In Need of a Live Aid
On July 13, 1985, exactly 33 years ago, when Freddie sang “We will, we will, rock you” at Wembley, I rocked on too.
Freddie Mercury is actually Farrokh Bulsara. At 18, that was a matter of great pride for me. I was quickly disappointed to learn that Freddie Mercury didn’t quite like to “own up” to his Indian roots. It hurt my import-substitution era national pride. I didn’t like Queen nor Bulsara after that! But on July 13, 1985, exactly 33 years ago, when Freddie sang “We will, we will, rock you” at Wembley, I rocked on too. In the age of Doordarshan, being allowed to watch live “western” music for hours on end was otherworldly. It was Live Aid.

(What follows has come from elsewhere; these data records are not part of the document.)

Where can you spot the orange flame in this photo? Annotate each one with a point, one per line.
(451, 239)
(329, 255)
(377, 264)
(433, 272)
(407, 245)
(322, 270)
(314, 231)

So the purpose was noble. We watched and sang on with the best music stars in the world with the whole world. Bob Geldof was one of those to be praised for this stupendous effort.

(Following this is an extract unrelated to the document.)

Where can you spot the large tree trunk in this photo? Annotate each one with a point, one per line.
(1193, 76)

Actually, Bob Geldof was the man. I had heard Boomtown Rats on one of the Sunday afternoon “western” music broadcasts on All India Radio. I thought they were just at best noisy. But Geldof was a Santa Claus that year, in the middle of the year. That’s because he had worked hard to get Live Aid to our homes.

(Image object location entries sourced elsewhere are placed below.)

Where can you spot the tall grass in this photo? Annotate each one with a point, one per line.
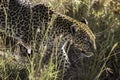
(104, 20)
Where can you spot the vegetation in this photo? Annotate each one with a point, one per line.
(104, 19)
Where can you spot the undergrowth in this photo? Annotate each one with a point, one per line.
(104, 19)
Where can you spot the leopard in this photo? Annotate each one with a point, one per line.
(40, 29)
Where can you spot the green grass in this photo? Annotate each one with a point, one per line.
(104, 20)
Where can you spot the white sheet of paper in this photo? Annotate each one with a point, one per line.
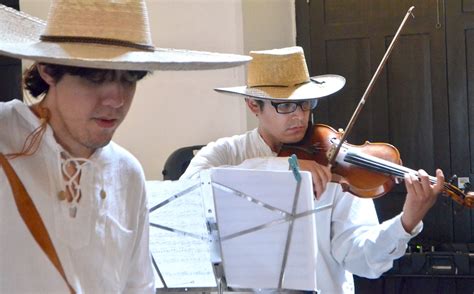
(254, 260)
(183, 261)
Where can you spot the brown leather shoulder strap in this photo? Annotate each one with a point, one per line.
(32, 218)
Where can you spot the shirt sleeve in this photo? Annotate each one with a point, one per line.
(362, 245)
(140, 278)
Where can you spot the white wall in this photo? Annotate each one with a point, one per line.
(175, 109)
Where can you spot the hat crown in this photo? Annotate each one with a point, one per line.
(124, 20)
(277, 67)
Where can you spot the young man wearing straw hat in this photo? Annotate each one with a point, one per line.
(73, 207)
(350, 239)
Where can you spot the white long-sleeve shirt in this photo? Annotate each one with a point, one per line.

There was dissonance of course. Celebrity charity being scoffed at. What about local stars? What about other genres of music? But those were just murmurs in the mood of doing something for the Ethiopian famine. And there was this great awakening, even as neoliberalism’s poster-people Maggie Thatcher and Ronnie Reagan scowled at a tottering Gorby.
On that one day, we discovered stars upon stars. But those who were already greats, Mark Knopfler or Eric Clapton were there and it was unbelievable to see them in concert mode.
That love for watching a live music show, albeit not in real life, has endured, so has the love for music by Knopfler and Clapton. Of course, there are many more stars, both old and new. But Knopfler is Knopfler.
What has changed is access to their music. The Internet did change some things. Napster disappeared quite soon, in the early days. But what needs reminding is that we did get to lay our hands on music without having gaping holes in our impoverished college-days pockets.
There used to be a music shop down the road from our college. All we had to do is take a blank cassette and choose the album. The next day the album was mine for a relatively paltry sum. I got to own the discography of REO Speedwagon, CCR and so on.
So when the album US for Africa We Are the World was released to collect money for the Ethiopian famine, I asked the friendly music shop attendant to copy that album for me as well. To my eternal embarrassment, he refused. He gently reminded me that we can’t cross that line. We Are The World for Ethiopia. Live Aid for Ethiopia. So I bought the album.
Bob Geldof might have been knighted, and I might not think too much about a knight of the defunct empire, but he does deserve praise for at least momentarily tugging at the heart strings of the mighty and the meek, alike.
That was more than three decades ago. It is worth remembering that there are causes aplenty and there is enough accompanying noise too. But July 13, 1985 was a high, and some lives were saved.
This is not to brood that we don’t have more of July 13, 1985 anymore. This about saying that we don’t need charity, but lasting solutions.
This is about saying that the mother of all networks has brought us closer, we’ve discovered so much music from other cultures. But we have all arrived at the brink now. A rock concert can’t rid us of what climate change is inexorably leading us to.
Geldof’s Live Aid was not counter-culture. It was a balm for the people of Margaret Thatcher’s UK and Ronald Reagan’s US. It was all eye-candy for the rest of the world to numb us to what was to come.
But we will Rock On. In this age of climate change we are not in need of a USA (United Support of Artists) for Africa, but a 'The World for The World', and now.